Part 14

636 67 2
                                    

Viona tersenyum sinis, saat Cio datang menghampirinya. Kedua tangannya bersilang penuh angkuh di depan dadanya, menatap rendah ke arah Cio yang masih terdiam di depannya.

"Kenapa Kakak pulang? Apa Kakak mau menerima tawaranku?" Viona bertanya sinis dan penuh kepercayaan diri.

"Aku ke sini karena Amanda. Aku tidak ingin kamu menyakitinya, karena aku sangat mencintainya." Cio menjawab mantap, membuat Viona geram mendengarnya.

"Jadi Kakak masih mau memilih dia?"

"Kalau iya, kenapa?" Cio menantang balik penuh ketegasan, membuat Viona tidak bisa menerimanya.

"Aku yakin, Om Hendra tidak akan menerima ini. Beliau pasti tidak akan membiarkan gadis itu hidup lebih lama lagi." Viona menjawab geram sembari menunjuk tegas ke arah wajah Cio yang tersenyum sinis.

"Oh iya? Tapi aku tidak peduli." Cio melangkahkan kakinya, meninggalkan Viona dengan segala amarahnya.

Di dalam hati, ada secercah rasa takut yang menyelimuti perasaannya akan ancaman yang baru Viona katakan. Namun sebisanya, Cio berusaha untuk tetap tenang dan tetap fokus untuk menemui papanya.

Sesampainya di dalam rumah, Cio menatap ke sekeliling rumah dengan tatapan rindu. Karena di dalam rumah itu, kisah hidup mamanya terkenang indah di otaknya. Sampai saat tatapan Cio jatuh pada sosok papanya yang tersenyum angkuh bersama dengan wanita yang sangat Cio kenali. Siapa lagi kalau bukan mamanya Viona? Wanita yang sudah menghancurkan hidup mamanya.

"Akhirnya kamu pulang juga?" Papanya bertanya sinis, begitupun dengan lekukan bibirnya yang tergambar angkuh.

"Baguslah. Karena Papa akan menyakiti gadis yang kamu sukai, bila kamu masih ingin pergi dari rumah ini." Lelaki itu melanjutkan ucapannya, membuat Cio tak percaya dengan apa yang baru didengarnya. Ternyata benar, papanya itu akan menyakiti Amanda seperti apa yang tadi Viona katakan. Bila mengingat kepribadian papanya yang akan melakukan apapun untuk mendapatkan keinginannya, Cio rasa papanya tidak akan main-main bila sudah mengatakan akan menyakiti Amanda.

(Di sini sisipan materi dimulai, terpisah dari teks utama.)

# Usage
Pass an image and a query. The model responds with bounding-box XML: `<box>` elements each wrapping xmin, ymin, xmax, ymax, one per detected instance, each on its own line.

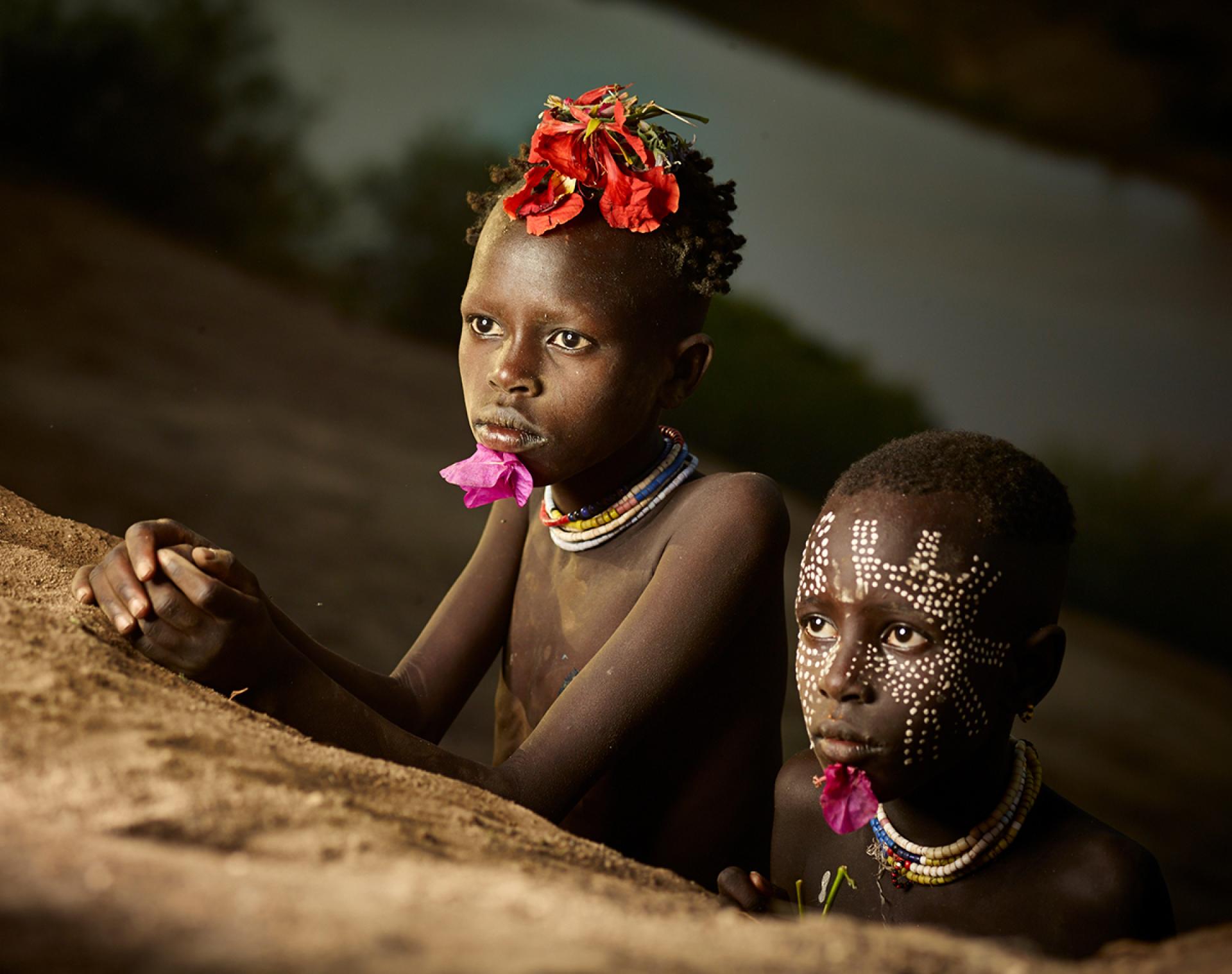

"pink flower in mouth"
<box><xmin>813</xmin><ymin>765</ymin><xmax>877</xmax><ymax>835</ymax></box>
<box><xmin>441</xmin><ymin>443</ymin><xmax>535</xmax><ymax>508</ymax></box>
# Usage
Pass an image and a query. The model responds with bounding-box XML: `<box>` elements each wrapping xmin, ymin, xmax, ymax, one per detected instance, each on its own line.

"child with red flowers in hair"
<box><xmin>73</xmin><ymin>85</ymin><xmax>787</xmax><ymax>883</ymax></box>
<box><xmin>718</xmin><ymin>432</ymin><xmax>1173</xmax><ymax>957</ymax></box>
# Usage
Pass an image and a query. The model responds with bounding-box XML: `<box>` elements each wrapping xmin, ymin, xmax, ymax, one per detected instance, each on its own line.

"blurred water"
<box><xmin>259</xmin><ymin>0</ymin><xmax>1232</xmax><ymax>475</ymax></box>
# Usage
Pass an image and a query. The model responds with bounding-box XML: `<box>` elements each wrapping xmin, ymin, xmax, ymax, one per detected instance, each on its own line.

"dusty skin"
<box><xmin>0</xmin><ymin>489</ymin><xmax>1232</xmax><ymax>974</ymax></box>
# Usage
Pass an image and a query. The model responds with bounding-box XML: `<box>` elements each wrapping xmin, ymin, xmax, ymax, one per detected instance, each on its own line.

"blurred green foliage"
<box><xmin>343</xmin><ymin>126</ymin><xmax>504</xmax><ymax>343</ymax></box>
<box><xmin>669</xmin><ymin>297</ymin><xmax>930</xmax><ymax>500</ymax></box>
<box><xmin>0</xmin><ymin>0</ymin><xmax>330</xmax><ymax>265</ymax></box>
<box><xmin>1047</xmin><ymin>449</ymin><xmax>1232</xmax><ymax>665</ymax></box>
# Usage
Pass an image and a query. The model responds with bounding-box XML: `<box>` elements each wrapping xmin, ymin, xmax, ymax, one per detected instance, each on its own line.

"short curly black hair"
<box><xmin>466</xmin><ymin>144</ymin><xmax>744</xmax><ymax>298</ymax></box>
<box><xmin>825</xmin><ymin>430</ymin><xmax>1074</xmax><ymax>544</ymax></box>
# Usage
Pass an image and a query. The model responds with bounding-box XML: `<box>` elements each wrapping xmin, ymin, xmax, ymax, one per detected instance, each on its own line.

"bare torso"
<box><xmin>494</xmin><ymin>474</ymin><xmax>786</xmax><ymax>885</ymax></box>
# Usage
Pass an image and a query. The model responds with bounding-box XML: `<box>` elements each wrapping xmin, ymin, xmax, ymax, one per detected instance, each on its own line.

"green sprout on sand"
<box><xmin>796</xmin><ymin>866</ymin><xmax>856</xmax><ymax>920</ymax></box>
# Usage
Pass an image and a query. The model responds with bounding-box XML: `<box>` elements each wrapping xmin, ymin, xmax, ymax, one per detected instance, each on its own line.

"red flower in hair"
<box><xmin>504</xmin><ymin>166</ymin><xmax>583</xmax><ymax>236</ymax></box>
<box><xmin>504</xmin><ymin>85</ymin><xmax>706</xmax><ymax>235</ymax></box>
<box><xmin>599</xmin><ymin>139</ymin><xmax>680</xmax><ymax>233</ymax></box>
<box><xmin>529</xmin><ymin>85</ymin><xmax>651</xmax><ymax>186</ymax></box>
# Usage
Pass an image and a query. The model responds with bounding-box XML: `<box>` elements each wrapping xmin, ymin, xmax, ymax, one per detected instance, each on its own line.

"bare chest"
<box><xmin>505</xmin><ymin>528</ymin><xmax>655</xmax><ymax>728</ymax></box>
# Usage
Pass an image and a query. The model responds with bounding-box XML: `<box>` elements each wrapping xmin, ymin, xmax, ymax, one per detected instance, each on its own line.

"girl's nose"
<box><xmin>488</xmin><ymin>340</ymin><xmax>543</xmax><ymax>395</ymax></box>
<box><xmin>818</xmin><ymin>639</ymin><xmax>872</xmax><ymax>703</ymax></box>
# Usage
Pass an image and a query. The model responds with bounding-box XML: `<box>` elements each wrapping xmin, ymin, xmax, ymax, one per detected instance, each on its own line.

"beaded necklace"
<box><xmin>540</xmin><ymin>426</ymin><xmax>697</xmax><ymax>552</ymax></box>
<box><xmin>869</xmin><ymin>740</ymin><xmax>1043</xmax><ymax>889</ymax></box>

"Apa yang aku katakan benar kan, Kak? Gadis itu tidak akan selamat, bila Kakak terus bersamanya." Viona berbisik sinis yang entah sejak kapan sudah berada di belakang Cio.

"Kenapa Papa melakukan semua ini? Kenapa Papa harus membawa Amanda ke dalam masalah keluarga kita?" Cio bertanya marah, merasa kecewa dengan papanya yang begitu mudahnya menyakiti orang lain termasuk hati putranya sendiri.

"Kamu yang memulai semuanya, Cio. Dari dulu, Papa selalu ingin kamu bisa menjadi yang terbaik. Supaya apa? Supaya kamu bisa menjalankan perusahaan yang sudah Papa bangun dari nol. Kamu itu ahli waris dari keluarga Alexandra, seharusnya kamu paham betul tanggung jawabmu."

"Aku juga tidak akan seperti ini, andai Papa tidak menghancurkan Mama demi wanita itu." Cio menunjuk wanita yang berada di samping papanya, membuat tatapan papanya dan Viona juga tertuju ke arahnya.

"Karena wanita itu, Mama frustasi sampai gila dan pada akhirnya meninggal sebelum penyakitnya sembuh. Dan sekarang, Papa ingin menikahinya?" Cio bertanya tak percaya dengan senyum sinis yang terlukis di bibirnya.

"Bagaimana mungkin aku bisa hidup dan tinggal bersama dengan orang yang sudah membunuh Mama? Tidak bisa, Pa. Aku bahkan merasa jijik saat melihatnya." Cio melanjutkan ucapannya dengan tatapan rendah ke arah mamanya Viona, membuat papanya geram melihat tingkah lakunya. Begitupun dengan wanita yang Cio maksud, ekspresinya terlihat begitu marah meski tertahan oleh senyum ramahnya.

"Dijaga ucapanmu, Cio! Tidak sepantasnya kamu berbicara seperti itu ke calon Mamamu. Apa kamu benar-benar ingin melihat gadis yang kamu cintai terluka, ha?" Papanya menyentak marah, membuat Cio bungkam di tempatnya.